Ignaz zagalopował, posyłając pogardliwe spojrzenie Wernerowi.

Klacz jak zawsze szła na przeszkodę z pełną mocą. Niestety Ignaz nie skrócił jej wystarczająco i Adonai odskoczyła o wiele wcześniej, niż spodziewał się tego jeździec. Ignaz odruchowo zrobił półsiad, co tylko pogorszyło sytuację, jako że przeleciał przez głowę swojego wierzchowca, niezwykle boleśnie lądując twarzą na ziemi.

– No to żeś mi pokazał – powiedział śmiejący się z upadku przyjaciela Werner.

– To przez ciebie. Gdybyś tak nie napierdalał rękami jak epileptyk, skoczyłbym czyściutko. A zresztą może ty zrobisz to lepiej?

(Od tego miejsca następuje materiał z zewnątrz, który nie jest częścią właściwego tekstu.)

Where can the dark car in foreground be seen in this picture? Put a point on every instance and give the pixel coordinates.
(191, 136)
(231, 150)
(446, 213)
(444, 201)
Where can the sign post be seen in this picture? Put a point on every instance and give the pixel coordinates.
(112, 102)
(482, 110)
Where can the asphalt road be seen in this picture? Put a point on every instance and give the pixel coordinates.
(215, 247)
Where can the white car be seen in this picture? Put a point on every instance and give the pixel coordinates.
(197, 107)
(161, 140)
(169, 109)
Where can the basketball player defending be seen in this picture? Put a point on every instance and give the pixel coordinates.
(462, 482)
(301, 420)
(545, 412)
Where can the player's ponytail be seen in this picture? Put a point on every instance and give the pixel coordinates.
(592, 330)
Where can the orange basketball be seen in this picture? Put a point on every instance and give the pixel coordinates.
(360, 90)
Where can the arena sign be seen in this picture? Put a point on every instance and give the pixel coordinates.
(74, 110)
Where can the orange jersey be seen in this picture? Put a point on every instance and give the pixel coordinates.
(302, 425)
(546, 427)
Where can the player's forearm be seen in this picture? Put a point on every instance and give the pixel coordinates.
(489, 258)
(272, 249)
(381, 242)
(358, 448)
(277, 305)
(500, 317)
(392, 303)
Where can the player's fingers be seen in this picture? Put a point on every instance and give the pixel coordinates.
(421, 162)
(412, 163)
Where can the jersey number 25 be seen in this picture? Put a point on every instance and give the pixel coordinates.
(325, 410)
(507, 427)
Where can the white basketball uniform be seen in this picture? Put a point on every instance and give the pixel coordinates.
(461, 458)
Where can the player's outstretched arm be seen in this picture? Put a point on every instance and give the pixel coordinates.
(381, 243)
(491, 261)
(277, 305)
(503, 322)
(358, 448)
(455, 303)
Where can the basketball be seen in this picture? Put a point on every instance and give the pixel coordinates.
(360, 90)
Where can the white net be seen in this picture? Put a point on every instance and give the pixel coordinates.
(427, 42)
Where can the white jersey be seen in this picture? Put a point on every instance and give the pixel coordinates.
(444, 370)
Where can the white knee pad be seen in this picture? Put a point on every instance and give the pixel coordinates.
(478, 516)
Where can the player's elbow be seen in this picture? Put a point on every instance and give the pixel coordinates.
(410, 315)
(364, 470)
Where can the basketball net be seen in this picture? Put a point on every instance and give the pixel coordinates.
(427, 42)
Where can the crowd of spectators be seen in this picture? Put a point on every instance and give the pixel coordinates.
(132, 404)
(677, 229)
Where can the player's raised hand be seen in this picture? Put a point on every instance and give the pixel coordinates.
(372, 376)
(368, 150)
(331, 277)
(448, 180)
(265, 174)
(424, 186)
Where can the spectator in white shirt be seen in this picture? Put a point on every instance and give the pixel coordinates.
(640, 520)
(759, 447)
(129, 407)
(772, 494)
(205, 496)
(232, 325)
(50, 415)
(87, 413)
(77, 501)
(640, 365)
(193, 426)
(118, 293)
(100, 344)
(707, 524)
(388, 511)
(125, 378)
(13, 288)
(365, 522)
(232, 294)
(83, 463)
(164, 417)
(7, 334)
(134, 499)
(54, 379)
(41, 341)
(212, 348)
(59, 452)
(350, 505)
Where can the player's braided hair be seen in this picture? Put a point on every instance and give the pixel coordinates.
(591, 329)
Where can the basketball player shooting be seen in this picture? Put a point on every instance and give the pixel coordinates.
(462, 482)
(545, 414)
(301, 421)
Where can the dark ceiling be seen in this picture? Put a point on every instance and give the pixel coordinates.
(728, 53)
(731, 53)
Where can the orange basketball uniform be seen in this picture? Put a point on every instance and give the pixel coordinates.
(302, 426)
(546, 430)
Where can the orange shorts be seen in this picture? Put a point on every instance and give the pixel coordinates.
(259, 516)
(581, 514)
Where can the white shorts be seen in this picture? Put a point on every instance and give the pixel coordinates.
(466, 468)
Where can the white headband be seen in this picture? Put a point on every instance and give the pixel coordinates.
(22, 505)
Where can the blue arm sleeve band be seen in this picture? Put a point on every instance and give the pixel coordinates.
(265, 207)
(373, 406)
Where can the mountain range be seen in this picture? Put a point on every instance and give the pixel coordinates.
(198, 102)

Werner bez słowa odjechał kawałek. W czasie kiedy Albert złapał brykającą Adonai, Werner do przeszkody miał jakieś dwadzieścia metrów. Przeszedł do kłusa i od razu do galopu. Galopował pewnie, idealnie pracując dosiadem na potężnym trakenie. Przez te kilka chwil rozumiał się z nim lepiej niż z kimkolwiek w życiu. Gdy zbliżył się wystarczająco do przeszkody, z chirurgiczną wręcz precyzją dodał łydkę i klepnął konia palcatem w łopatkę, a następnie przeszedł do półsiadu. Wałach wyskoczył z niesamowitą dynamiką, idealnie sklejając się z jeźdźcem nad przeszkodą. Po dalekim, acz również doskonale wymierzonym lądowaniu, poprowadził Szmera w stronę drugiego oksera, który koń skoczył równie łatwo co szybko. Po drugim skoku Werner tryumfująco spojrzał na Ignaza, który dochodził do siebie, siedząc z boku.

– Nie zesraj się przypadkiem – powiedział, uprzedzając jakiś chamski tekst Wernera. – Następnym razem… – Ignaz urwał w pół słowa, patrząc na brukowaną drogę biegnącą obok placu.

Werner również spojrzał w tamtym kierunku. Zobaczył jakby czarną, nijaką chmarę, która powoli nabierała ostrości. Był to tłum ludzi idących pieszo, obładowanych swoim dobytkiem. Co jakiś czas przejeżdżała drewniana furmanka. Ludzie ci, praktycznie wszyscy, mieli taką samą grobową minę. Wszyscy ubrani w najróżniejsze szmaty. Ignazowi wydawali się jakimiś zjawami, o których opowiadała mu matka. Nagle ze ślamazarnie poruszającego się pochodu wyłamała się mała dziewczynka zainteresowana tym, co się działo na placu.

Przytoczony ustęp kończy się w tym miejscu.